La imagen se nos presenta, en palabras de Pablo, en términos de humanidad global. La humanidad entera descendiendo de un único tronco –Adán- en quien todos hemos muerto, y en términos de Cristo, como único tronco de vida en el que todos nacemos. Toda la humanidad presente como una única realidad global en condición de muerte y en condición –definitiva- de vida, cuando sea vencido “el último enemigo”, la muerte, y siendo Cristo, muerto y resucitado, el único que “tiene que reinar” para que Dios, en Él, sea “todo en todos”. Pero este “reino” todavía no ha llegado todavía a su fin. Estamos en camino hacia la revelación total y todas nuestras historias –pequeñas y grandes- forman parte de esta enorme aventura del Reino.

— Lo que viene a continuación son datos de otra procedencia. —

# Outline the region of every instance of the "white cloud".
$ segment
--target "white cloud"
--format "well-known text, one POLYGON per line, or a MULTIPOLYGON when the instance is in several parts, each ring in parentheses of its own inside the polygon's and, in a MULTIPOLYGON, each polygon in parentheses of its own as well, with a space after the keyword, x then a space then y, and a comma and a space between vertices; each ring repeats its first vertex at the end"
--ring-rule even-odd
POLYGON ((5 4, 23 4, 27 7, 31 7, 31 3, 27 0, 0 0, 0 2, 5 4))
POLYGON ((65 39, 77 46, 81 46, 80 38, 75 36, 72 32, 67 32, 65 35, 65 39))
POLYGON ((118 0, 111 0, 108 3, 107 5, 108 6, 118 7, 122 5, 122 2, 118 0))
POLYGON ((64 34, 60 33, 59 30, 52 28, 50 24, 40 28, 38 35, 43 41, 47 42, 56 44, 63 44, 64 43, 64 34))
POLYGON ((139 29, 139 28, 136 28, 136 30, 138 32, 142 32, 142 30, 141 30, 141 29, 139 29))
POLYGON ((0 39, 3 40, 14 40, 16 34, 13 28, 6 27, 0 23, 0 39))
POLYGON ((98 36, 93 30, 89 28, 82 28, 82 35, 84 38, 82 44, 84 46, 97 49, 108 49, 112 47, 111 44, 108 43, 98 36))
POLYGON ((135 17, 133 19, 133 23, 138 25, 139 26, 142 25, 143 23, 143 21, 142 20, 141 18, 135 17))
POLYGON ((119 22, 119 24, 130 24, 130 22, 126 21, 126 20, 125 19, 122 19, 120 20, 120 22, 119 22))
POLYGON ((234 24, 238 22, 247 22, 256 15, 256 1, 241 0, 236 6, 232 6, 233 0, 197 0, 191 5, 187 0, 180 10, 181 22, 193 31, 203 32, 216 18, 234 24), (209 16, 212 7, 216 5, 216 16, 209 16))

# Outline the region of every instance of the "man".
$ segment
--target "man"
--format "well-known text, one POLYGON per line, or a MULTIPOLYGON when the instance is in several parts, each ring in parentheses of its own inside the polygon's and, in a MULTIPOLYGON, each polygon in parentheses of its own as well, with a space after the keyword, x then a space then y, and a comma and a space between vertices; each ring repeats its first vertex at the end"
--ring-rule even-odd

A Dios nadie lo ha visto nunca
Pero “no vemos” a Dios por ninguna parte. ¿Cómo sabemos que esta historia es la historia de Dios y que hay una meta de vida plena? Decimos: ¿dónde se te ve, Dios, si no se te ve en ninguna parte? Responde Dios: “¿Pues, entonces, qué es lo que ves?” Y yo contesto: “veo tan sólo las cosas que tengo delante, todo aquello que toco y que palpo. No veo más allá. Y no te veo a ti”… Respuesta de Dios: “el problema no es si me ves o no me ves, sino cómo estás mirando, cómo te acercas –o te alejas- a mirar… ¿Qué ves en lo que ves? ¿O es que tal vez no miras lo que ves?”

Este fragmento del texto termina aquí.